Une avancée pour les patients canadiens
Dès le début juin, les pharmacies canadiennes commenceront à distribuer une version générique du semaglutide, le principe actif de l’Ozempic et du Wegovy. Cette décision de Santé Canada fait du pays le premier membre du G7 à autoriser un tel produit. Pour les quelque trois millions de Canadiens qui utilisent ces traitements contre le diabète de type 2 ou pour la perte de poids, l’arrivée des génériques représente une baisse de coût spectaculaire, les prix étant réduits de plus des deux tiers.
Elizabeth Doran, une retraitée de 69 ans vivant à Ottawa, témoigne des difficultés rencontrées jusqu’à présent. Prescrite pour perdre du poids et ainsi éviter le diabète, elle devait débourser entre 350 et 500 dollars canadiens par mois. « Il me manquait un dixième de point pour être diabétique », explique-t-elle. Pour financer son traitement, elle a dû reprendre des missions d’enseignante remplaçante plusieurs fois par mois. Avec l’arrivée des génériques, elle espère pouvoir maintenir sa perte de poids à moindre frais.
Deux fabricants approuvés, un marché en pleine mutation
Deux entreprises ont obtenu le feu vert de Santé Canada pour commercialiser leur semaglutide générique : le laboratoire indien Dr Reddy’s et le canadien Apotex. Le président-directeur général de Dr Reddy’s, Erez Israeli, a indiqué que son groupe avait déposé des demandes dans plus de 80 pays, notamment aux États-Unis. Il prévoit une disponibilité prochaine en Amérique du Sud, en Afrique et dans la majeure partie de l’Asie, mais pas aux États-Unis, au Royaume-Uni ni en Europe. Apotex, de son côté, a reçu un avis favorable de la Food and Drug Administration (FDA) américaine, mais ne peut pas encore vendre son produit sur le sol américain.
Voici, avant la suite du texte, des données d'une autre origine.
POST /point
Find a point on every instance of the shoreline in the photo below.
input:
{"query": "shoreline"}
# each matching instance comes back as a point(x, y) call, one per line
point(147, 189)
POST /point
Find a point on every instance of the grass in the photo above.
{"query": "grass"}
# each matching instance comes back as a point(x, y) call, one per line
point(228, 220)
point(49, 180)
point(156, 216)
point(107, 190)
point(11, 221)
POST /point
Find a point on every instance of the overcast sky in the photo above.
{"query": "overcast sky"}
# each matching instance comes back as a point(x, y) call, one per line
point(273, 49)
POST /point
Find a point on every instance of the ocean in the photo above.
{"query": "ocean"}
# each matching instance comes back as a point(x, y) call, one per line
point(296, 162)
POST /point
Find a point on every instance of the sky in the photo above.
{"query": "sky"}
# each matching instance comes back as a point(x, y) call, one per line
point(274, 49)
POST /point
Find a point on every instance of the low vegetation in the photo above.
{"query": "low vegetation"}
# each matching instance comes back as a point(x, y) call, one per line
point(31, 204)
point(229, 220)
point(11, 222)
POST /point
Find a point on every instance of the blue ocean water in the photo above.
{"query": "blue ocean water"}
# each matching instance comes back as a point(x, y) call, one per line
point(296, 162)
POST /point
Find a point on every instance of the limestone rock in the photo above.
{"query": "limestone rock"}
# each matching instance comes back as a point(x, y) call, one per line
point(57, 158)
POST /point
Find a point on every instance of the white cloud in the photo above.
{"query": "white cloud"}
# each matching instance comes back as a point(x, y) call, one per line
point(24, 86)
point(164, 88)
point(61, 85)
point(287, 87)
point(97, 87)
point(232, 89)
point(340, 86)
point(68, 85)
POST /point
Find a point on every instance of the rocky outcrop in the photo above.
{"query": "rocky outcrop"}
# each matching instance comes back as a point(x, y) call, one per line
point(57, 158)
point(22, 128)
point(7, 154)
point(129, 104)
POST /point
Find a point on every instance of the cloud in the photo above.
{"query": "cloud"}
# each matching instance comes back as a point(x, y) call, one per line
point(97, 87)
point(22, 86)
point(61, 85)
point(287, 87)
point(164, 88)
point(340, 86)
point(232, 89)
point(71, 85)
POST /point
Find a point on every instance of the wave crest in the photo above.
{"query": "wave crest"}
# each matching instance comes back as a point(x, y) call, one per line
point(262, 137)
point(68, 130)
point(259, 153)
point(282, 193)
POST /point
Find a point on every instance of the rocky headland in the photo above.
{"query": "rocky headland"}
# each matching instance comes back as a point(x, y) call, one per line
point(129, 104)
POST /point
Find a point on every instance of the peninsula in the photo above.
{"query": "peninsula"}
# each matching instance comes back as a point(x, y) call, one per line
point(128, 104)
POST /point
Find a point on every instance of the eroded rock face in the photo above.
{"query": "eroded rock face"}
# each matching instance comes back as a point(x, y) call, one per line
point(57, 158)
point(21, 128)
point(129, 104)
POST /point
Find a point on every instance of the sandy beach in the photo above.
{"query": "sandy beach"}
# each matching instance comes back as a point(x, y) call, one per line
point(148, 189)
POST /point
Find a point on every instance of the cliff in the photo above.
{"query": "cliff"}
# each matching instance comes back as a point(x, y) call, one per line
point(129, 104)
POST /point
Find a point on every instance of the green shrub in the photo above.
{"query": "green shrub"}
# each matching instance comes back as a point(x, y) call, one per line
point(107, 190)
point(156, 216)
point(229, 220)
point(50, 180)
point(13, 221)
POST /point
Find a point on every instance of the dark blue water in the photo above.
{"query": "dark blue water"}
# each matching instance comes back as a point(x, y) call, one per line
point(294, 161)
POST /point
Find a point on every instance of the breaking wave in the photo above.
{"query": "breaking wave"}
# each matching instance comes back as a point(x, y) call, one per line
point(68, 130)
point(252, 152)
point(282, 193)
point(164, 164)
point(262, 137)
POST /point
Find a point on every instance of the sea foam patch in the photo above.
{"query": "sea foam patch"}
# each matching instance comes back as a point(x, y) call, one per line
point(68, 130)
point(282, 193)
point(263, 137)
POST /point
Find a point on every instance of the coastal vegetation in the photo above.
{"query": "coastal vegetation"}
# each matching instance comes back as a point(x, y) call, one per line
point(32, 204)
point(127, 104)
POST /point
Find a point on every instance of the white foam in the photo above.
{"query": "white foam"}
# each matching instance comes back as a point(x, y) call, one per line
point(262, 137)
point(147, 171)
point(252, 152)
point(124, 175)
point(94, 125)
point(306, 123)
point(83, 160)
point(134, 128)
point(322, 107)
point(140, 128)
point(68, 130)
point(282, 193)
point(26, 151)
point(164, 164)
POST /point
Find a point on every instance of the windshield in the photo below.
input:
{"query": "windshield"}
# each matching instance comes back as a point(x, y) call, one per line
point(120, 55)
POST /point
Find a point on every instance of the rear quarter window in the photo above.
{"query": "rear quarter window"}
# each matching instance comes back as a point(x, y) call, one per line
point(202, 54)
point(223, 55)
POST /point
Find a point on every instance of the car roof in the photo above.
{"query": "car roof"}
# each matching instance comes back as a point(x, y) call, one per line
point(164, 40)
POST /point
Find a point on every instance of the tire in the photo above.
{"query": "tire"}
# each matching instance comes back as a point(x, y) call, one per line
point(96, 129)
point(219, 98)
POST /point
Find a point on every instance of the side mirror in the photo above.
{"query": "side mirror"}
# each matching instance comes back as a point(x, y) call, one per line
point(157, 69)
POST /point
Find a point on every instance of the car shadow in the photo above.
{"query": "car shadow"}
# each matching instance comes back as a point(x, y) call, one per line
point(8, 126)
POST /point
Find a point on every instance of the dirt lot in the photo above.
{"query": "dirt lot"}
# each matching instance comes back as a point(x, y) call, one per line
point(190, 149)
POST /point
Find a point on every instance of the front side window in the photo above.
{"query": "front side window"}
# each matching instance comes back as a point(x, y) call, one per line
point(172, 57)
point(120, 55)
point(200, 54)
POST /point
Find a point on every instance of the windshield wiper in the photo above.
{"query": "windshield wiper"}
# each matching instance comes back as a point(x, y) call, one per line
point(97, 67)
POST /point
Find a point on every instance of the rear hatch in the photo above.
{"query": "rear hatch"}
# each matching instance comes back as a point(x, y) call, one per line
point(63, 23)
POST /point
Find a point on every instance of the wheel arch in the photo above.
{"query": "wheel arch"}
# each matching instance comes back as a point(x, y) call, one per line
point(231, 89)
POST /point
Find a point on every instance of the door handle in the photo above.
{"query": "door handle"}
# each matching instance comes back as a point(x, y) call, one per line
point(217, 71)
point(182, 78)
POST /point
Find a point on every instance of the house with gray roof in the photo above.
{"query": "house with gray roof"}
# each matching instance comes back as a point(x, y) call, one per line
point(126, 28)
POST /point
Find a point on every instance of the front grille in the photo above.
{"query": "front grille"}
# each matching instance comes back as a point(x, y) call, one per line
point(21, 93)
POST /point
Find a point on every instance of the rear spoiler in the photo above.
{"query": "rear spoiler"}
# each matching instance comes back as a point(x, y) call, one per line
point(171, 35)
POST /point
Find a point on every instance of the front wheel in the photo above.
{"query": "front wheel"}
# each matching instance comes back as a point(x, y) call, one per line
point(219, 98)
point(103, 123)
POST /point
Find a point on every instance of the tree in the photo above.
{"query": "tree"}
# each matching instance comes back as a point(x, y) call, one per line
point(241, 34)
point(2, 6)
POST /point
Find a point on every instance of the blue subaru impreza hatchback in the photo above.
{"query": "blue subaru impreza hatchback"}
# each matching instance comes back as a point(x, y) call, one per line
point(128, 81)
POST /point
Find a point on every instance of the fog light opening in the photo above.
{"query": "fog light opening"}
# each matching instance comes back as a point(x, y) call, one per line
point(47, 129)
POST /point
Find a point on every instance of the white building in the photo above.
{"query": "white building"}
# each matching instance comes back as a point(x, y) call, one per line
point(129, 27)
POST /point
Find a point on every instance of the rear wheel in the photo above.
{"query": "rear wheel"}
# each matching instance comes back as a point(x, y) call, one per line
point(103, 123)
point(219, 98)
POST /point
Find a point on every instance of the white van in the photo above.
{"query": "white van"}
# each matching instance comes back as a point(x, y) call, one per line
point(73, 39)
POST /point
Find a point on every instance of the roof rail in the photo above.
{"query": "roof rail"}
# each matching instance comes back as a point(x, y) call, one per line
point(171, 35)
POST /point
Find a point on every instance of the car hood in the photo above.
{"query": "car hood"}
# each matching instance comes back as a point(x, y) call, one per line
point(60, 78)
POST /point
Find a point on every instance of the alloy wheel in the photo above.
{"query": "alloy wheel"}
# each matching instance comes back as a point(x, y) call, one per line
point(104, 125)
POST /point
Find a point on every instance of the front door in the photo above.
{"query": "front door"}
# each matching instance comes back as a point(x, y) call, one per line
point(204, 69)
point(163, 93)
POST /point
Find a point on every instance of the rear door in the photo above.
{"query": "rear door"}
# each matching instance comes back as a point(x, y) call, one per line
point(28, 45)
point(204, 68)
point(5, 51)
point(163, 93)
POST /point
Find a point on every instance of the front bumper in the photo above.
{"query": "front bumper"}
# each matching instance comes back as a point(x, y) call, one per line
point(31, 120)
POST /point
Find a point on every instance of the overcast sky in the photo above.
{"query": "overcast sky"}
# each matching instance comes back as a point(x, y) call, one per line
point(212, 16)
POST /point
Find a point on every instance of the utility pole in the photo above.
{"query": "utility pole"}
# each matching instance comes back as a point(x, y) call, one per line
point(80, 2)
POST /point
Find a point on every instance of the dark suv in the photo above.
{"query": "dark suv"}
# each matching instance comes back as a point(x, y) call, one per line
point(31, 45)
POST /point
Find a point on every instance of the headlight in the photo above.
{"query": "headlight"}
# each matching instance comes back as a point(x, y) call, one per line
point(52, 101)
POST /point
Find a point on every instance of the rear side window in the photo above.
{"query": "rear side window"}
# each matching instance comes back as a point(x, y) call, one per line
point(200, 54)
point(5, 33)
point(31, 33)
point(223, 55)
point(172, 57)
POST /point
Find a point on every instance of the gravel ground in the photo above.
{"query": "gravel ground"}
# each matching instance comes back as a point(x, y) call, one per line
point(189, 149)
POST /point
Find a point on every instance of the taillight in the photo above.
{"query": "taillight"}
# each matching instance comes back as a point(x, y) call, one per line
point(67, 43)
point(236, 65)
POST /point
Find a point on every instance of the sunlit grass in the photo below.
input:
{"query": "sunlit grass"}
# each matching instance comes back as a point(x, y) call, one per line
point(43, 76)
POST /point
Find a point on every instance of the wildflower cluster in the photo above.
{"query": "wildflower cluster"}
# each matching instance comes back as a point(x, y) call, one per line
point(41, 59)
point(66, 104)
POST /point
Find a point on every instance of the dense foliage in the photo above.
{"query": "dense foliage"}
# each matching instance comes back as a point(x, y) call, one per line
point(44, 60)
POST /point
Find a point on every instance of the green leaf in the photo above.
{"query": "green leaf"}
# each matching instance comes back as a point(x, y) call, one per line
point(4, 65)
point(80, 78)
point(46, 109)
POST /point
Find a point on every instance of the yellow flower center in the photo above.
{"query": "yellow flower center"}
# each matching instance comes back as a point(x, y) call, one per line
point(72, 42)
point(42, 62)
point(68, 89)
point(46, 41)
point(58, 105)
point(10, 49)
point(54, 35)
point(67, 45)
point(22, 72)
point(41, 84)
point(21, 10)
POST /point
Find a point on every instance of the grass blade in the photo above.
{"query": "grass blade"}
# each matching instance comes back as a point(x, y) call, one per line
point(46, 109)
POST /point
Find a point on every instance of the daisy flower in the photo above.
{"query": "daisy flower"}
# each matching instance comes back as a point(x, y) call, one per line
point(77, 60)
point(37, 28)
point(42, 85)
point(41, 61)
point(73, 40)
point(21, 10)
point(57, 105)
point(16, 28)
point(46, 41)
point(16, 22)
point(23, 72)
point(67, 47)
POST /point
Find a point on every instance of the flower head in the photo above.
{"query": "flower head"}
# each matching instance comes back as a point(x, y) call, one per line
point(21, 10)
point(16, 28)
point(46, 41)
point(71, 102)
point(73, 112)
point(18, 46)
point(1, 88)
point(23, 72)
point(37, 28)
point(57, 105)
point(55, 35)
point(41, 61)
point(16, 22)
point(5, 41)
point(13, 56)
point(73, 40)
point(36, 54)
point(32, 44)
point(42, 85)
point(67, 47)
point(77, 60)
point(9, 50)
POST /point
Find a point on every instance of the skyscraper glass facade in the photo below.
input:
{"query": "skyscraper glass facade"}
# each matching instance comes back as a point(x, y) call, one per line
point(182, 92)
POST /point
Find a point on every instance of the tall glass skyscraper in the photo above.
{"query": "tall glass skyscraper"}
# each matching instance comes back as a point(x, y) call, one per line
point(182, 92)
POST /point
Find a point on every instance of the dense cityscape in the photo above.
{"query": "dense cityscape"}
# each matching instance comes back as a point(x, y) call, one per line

Pourquoi les États-Unis restent à l’écart
La différence de calendrier s’explique par les régimes de brevets. Tahir Amin, directeur général de l’Initiative pour l’accès aux médicaments et aux savoirs (I-MAK), explique que les États membres du G7 permettent aux entreprises pharmaceutiques de prolonger leurs brevets pour compenser les retards réglementaires. Ainsi, le brevet principal sur le semaglutide devrait expirer en 2032 aux États-Unis. Au Canada, Novo Nordisk aurait pu étendre son exclusivité jusqu’en 2028, mais la société n’a pas renouvelé son brevet. « Quelqu’un a laissé tomber la balle, et c’est pourquoi le Canada a des génériques plus tôt », commente Tahir Amin.
Le laboratoire danois Novo Nordisk a réagi en soulignant que cette situation canadienne est « localisée » et ne reflète pas celle des États-Unis, où « l’exclusivité reste intacte ». Néanmoins, l’arrivée des génériques a déjà contraint l’entreprise à réduire ses prix au Canada.
Des précédents d’accès transfrontalier
De nombreux Américains pourraient être tentés de se procurer ces médicaments moins chers au Canada. Ce ne serait pas une première. En 2019, un groupe de citoyens américains avait organisé un « car » pour acheter de l’insuline au Canada, dénonçant les prix prohibitifs aux États-Unis. En 2023, la province de Colombie-Britannique a dû restreindre l’accès à l’Ozempic après avoir constaté que 15 % des prescriptions provenaient de patients américains, souvent via des pharmacies en ligne canadiennes. L’ancien ministre de la Santé de la province, Adrian Dix, avait alors déclaré que ces exportations détournaient le médicament de sa mission première.
Un soulagement pour les patients, un espoir pour le système de santé
Esther Linetsky, une autre patiente canadienne, avait dû interrompre son traitement faute de moyens. « Mon médecin voulait augmenter la dose, mais cela signifiait un coût plus élevé, et je ne pouvais pas me le permettre », confie-t-elle. Elle espère désormais reprendre le traitement à un prix abordable.
Avec la baisse des coûts, les autorités sanitaires pourraient également réaliser des économies. Comme le souligne Elizabeth Doran, « en prenant ce médicament, j’économise probablement beaucoup d’argent au système de santé ». De fait, la prévention du diabète et des maladies cardiovasculaires pourrait réduire les dépenses publiques à long terme.
L’arrivée des génériques au Canada intervient après que l’Inde a approuvé des dizaines de versions à bas coût cette année, poussant Novo Nordisk à réduire ses prix de près de 50 % dans ce pays. La concurrence mondiale s’intensifie, mais les patients américains devront patienter encore plusieurs années avant de voir une alternative abordable sur leur marché.